Daniel Martin Feige, Staatliche Akademie der Bildenden Künste Stuttgart, Deutschland

Gesa zur Nieden

Gesa zur Nieden, Universität Greifswald, Deutschland

1. Warum ein Buch zu diesem Thema?

Musik und Subjektivität stehen in Wissenschaft und Alltagsleben seit jeher in einer engen Verbindung: Wir gehen nicht nur davon aus, dass Musik durch unsere Subjektivität geprägt ist, sondern Musik wird in Musikwissenschaft, Musikphilosophie und kompositorischer Praxis auch oft dazu herangezogen, die Eigenschaften herauszuarbeiten, die uns als Subjekte beschreibbar machen. Auf diese Fragen und diesen Zusammenhang einen aktuellen Blick zu werfen war Ziel des Bandes.
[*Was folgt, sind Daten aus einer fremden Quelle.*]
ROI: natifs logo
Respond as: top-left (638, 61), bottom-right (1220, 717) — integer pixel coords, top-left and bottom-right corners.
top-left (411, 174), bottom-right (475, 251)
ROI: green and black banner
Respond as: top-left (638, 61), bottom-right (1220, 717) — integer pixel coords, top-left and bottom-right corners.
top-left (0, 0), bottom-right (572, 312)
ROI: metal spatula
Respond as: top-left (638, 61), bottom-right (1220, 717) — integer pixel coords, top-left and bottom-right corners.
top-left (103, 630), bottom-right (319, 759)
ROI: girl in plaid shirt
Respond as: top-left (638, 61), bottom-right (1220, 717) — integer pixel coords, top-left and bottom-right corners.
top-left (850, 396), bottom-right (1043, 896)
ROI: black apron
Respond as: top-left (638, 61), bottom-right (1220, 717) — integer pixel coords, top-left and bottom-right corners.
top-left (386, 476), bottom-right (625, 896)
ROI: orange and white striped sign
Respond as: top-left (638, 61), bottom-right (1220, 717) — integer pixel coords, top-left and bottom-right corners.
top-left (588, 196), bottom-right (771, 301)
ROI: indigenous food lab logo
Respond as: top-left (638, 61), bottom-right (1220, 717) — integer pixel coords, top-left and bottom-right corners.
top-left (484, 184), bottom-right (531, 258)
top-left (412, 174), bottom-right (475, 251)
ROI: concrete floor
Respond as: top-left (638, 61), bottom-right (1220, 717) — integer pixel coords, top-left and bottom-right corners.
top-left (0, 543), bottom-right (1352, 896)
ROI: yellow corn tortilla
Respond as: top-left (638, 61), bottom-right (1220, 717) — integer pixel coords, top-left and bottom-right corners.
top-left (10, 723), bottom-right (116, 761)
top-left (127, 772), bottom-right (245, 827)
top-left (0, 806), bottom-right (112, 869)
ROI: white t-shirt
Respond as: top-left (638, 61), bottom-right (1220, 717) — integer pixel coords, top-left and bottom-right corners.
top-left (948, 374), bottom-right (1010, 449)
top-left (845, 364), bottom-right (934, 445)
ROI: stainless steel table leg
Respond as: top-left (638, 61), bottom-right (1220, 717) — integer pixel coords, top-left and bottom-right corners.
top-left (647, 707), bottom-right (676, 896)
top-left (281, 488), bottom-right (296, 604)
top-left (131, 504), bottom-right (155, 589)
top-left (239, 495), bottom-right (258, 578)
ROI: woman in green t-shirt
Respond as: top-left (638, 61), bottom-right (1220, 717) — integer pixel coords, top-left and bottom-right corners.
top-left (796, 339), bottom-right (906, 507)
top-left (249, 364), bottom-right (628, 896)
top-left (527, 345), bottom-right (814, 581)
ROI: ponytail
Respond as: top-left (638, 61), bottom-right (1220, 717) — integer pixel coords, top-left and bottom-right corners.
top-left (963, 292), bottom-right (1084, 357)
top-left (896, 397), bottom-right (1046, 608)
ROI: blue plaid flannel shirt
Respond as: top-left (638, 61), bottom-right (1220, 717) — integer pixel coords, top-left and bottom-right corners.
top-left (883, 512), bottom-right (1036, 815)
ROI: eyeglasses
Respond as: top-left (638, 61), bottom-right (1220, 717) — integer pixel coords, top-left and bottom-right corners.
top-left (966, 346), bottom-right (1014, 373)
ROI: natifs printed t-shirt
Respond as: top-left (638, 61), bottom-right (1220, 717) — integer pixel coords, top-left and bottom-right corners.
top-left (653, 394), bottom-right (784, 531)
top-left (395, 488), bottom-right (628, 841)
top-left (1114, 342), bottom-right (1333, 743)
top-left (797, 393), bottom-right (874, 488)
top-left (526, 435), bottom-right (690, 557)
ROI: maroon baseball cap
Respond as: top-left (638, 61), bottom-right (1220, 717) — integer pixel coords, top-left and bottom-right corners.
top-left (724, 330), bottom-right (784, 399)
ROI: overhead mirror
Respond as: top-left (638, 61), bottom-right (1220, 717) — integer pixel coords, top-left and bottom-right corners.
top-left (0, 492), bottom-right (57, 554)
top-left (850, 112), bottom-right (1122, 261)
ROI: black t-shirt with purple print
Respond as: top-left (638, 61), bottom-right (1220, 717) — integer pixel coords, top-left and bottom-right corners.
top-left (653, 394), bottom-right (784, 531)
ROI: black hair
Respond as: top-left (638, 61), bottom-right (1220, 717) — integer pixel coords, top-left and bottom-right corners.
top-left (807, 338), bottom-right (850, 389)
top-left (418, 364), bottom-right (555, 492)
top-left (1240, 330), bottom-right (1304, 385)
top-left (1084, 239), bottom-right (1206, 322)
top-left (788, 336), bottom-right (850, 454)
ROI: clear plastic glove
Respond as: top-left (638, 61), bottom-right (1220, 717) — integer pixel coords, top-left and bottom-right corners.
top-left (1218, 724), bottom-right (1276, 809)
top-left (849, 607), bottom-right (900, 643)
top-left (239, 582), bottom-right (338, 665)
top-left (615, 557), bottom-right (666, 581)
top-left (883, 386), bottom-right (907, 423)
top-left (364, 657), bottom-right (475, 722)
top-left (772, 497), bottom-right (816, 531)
2. Welche neuen Perspektiven eröffnet Ihr Buch?

Der Band vereint aktuelle Perspektiven zum Thema Musik und Subjektivität, mit denen neue Blicke auf traditionelle Forschungsfelder in Musikwissenschaft und Musikphilosophie wie Expressivität, Selbstpositionierung, Normativität oder Improvisation geworfen werden. Dabei spielen sowohl biographische Ansätze eine Rolle als auch aktuelle gesellschaftliche Fragen wie Globalität, Migration oder Klimawandel.

3. Welche Bedeutung kommt dem Thema in den aktuellen Forschungsdebatten zu?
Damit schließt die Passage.